The gradients will be closer toward the average gradient. It will take a while before the gradients make the trend move.

__10. What are the default values of momentum for 1cycle training?__

fit_one_cycle by default starts with a beta of 0.95, gradually adjusts it to 0.85, and then gradually moves it back to 0.95 at the end of training

__11. What is RMSProp? Write out the equation.__

It takes the moving average in a different way in order to reduce the noise.

In [None]:
w.square_avg = alpha * w.square_avg + (1-alpha) * (w.grad ** 2)
new_w = w - lr * w.grad / math.sqrt(w.square_avg + eps)

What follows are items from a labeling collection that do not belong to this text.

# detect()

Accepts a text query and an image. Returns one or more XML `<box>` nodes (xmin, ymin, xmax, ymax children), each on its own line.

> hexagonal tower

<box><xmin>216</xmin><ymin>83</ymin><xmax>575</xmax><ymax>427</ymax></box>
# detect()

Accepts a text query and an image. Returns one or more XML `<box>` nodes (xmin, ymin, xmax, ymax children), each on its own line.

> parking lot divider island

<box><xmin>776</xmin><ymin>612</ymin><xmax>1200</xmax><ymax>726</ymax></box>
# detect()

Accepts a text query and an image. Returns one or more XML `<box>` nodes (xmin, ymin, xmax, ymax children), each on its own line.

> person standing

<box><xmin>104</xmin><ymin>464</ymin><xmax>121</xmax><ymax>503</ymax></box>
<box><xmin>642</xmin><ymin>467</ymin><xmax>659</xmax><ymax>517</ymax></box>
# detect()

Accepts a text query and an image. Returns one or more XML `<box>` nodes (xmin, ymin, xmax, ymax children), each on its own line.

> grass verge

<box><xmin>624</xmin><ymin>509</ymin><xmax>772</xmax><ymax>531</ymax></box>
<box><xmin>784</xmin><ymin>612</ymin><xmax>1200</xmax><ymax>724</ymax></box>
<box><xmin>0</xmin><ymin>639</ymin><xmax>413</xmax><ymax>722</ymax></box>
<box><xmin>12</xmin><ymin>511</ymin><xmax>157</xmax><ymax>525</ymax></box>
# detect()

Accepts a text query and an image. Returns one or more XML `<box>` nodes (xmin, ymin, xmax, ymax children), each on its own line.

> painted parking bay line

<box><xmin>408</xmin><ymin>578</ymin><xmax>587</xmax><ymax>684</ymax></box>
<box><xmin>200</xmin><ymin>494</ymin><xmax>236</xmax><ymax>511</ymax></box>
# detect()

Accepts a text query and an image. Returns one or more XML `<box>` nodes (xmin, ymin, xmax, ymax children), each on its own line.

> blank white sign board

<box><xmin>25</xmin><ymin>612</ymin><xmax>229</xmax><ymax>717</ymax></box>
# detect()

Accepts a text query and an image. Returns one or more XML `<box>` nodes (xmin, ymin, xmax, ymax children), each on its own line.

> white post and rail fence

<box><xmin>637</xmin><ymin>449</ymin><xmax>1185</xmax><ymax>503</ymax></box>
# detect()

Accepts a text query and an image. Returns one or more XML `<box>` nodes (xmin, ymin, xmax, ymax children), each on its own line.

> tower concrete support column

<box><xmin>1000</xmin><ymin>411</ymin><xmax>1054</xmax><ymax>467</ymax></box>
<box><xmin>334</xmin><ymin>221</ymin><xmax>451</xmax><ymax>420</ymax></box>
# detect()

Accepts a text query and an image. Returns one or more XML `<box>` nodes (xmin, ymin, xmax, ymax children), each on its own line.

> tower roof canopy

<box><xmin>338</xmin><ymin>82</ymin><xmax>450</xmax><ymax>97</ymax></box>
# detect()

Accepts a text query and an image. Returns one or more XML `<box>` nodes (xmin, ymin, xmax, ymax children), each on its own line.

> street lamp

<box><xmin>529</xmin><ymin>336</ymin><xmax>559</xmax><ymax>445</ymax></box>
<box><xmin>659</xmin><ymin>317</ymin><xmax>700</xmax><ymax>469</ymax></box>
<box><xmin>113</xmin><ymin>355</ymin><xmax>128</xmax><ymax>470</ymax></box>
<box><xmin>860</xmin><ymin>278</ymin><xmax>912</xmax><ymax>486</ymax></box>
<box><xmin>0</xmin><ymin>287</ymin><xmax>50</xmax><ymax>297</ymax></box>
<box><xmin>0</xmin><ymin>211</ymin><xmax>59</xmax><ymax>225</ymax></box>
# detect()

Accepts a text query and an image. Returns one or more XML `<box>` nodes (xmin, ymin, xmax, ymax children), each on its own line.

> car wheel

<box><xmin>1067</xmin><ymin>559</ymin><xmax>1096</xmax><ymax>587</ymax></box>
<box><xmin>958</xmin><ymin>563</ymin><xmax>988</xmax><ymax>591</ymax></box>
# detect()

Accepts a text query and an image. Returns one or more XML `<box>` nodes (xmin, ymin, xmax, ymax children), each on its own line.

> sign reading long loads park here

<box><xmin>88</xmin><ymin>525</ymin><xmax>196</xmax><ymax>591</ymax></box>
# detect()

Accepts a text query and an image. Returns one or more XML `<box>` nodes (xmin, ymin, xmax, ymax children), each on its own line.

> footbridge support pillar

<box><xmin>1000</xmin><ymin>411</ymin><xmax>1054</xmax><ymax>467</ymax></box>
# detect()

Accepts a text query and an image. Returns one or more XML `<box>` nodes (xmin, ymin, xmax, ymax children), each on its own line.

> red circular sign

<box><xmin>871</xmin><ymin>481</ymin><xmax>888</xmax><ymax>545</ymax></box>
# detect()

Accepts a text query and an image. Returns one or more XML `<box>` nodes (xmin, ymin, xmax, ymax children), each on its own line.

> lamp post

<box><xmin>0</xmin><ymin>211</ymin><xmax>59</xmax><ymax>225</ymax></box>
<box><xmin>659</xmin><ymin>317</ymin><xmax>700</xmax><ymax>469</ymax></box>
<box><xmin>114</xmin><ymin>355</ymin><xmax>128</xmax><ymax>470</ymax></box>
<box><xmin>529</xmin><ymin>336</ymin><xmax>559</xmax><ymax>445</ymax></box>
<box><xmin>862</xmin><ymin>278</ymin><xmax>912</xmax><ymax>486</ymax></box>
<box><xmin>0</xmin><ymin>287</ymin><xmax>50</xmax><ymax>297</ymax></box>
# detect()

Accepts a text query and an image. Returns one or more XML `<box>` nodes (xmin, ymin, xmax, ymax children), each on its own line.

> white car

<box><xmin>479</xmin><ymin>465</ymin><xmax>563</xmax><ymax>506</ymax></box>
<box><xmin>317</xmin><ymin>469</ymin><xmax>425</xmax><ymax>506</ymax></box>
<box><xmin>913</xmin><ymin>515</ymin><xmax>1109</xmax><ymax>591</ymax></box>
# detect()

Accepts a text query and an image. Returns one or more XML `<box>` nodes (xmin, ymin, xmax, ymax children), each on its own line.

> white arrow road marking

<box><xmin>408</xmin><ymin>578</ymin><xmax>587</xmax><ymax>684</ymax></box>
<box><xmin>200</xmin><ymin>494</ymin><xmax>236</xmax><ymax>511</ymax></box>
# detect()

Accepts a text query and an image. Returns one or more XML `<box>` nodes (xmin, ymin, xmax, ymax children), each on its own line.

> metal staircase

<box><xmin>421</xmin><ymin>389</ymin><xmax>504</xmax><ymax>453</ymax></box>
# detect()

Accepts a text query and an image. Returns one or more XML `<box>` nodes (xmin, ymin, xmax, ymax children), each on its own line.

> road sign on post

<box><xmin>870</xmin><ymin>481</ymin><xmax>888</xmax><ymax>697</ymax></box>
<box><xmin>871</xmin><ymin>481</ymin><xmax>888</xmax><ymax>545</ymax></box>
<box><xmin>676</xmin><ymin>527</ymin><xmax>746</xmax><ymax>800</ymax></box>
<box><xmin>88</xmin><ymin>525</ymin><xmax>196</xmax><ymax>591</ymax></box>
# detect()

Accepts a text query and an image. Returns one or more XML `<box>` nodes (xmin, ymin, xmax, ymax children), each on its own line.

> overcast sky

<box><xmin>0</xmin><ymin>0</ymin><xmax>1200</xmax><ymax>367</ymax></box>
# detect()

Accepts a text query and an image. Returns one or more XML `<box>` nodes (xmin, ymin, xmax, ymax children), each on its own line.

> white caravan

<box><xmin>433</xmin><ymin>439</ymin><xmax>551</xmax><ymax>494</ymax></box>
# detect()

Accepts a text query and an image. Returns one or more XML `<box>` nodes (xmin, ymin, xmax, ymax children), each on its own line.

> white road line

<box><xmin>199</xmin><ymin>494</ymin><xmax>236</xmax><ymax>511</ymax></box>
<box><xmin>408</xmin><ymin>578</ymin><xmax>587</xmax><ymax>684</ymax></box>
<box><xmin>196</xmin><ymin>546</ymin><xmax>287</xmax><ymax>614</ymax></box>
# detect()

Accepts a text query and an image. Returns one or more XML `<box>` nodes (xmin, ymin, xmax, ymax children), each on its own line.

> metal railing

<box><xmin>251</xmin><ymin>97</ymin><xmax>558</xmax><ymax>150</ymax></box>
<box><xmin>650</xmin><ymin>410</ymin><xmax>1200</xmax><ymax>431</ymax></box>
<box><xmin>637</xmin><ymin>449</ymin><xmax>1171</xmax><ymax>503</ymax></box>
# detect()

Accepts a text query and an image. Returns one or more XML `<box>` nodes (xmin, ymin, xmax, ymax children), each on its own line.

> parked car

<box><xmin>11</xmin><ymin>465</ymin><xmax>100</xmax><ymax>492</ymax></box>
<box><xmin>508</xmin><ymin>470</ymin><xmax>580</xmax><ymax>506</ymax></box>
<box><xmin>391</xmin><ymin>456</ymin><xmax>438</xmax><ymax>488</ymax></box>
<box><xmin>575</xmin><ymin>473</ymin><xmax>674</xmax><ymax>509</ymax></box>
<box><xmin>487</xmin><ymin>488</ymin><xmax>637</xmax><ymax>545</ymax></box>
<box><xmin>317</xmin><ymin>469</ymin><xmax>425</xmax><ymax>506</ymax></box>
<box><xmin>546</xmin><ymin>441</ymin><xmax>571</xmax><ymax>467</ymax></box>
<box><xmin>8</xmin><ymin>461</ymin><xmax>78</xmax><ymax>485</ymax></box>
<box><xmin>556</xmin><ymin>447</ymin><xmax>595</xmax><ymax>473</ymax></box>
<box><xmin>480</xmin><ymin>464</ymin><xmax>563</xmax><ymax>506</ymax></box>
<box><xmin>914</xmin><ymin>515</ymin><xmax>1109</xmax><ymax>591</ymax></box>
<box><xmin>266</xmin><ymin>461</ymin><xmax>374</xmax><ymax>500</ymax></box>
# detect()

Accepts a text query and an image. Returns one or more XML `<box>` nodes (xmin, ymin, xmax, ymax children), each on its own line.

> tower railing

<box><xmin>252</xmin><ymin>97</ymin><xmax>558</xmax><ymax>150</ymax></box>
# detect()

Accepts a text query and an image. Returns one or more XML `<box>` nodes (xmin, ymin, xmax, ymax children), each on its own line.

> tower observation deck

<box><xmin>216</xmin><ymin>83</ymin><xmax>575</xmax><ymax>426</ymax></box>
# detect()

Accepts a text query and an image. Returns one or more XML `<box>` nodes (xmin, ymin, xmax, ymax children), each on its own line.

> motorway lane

__12. What do the squared values of the gradients indicate?__

It indicates they've been squared?

__13. How does Adam differ from momentum and RMSProp?__

Momentum takes the exponentially weighted moving average.

RMSProp takes the moving average in a different way that involves taking the square and then the sqrt root.

Adam mixes the two ideas together. It uses the moving average and divides by the square root of the moving average to give an adaptive learning rate for each param.

__14. Write out the equation for Adam.__

In [None]:
beta1,beta2 = 0.9,0.999
w.avg = beta1 * w.avg + (1-beta1) * w.grad
unbias_avg = w.avg / (1 - (beta1**(i+1)))
w.sqr_avg = beta2 * w.sqr_avg + (1-beta2) * (w.grad ** 2)
new_w = w - lr * unbias_avg / sqrt(w.sqr_avg + eps)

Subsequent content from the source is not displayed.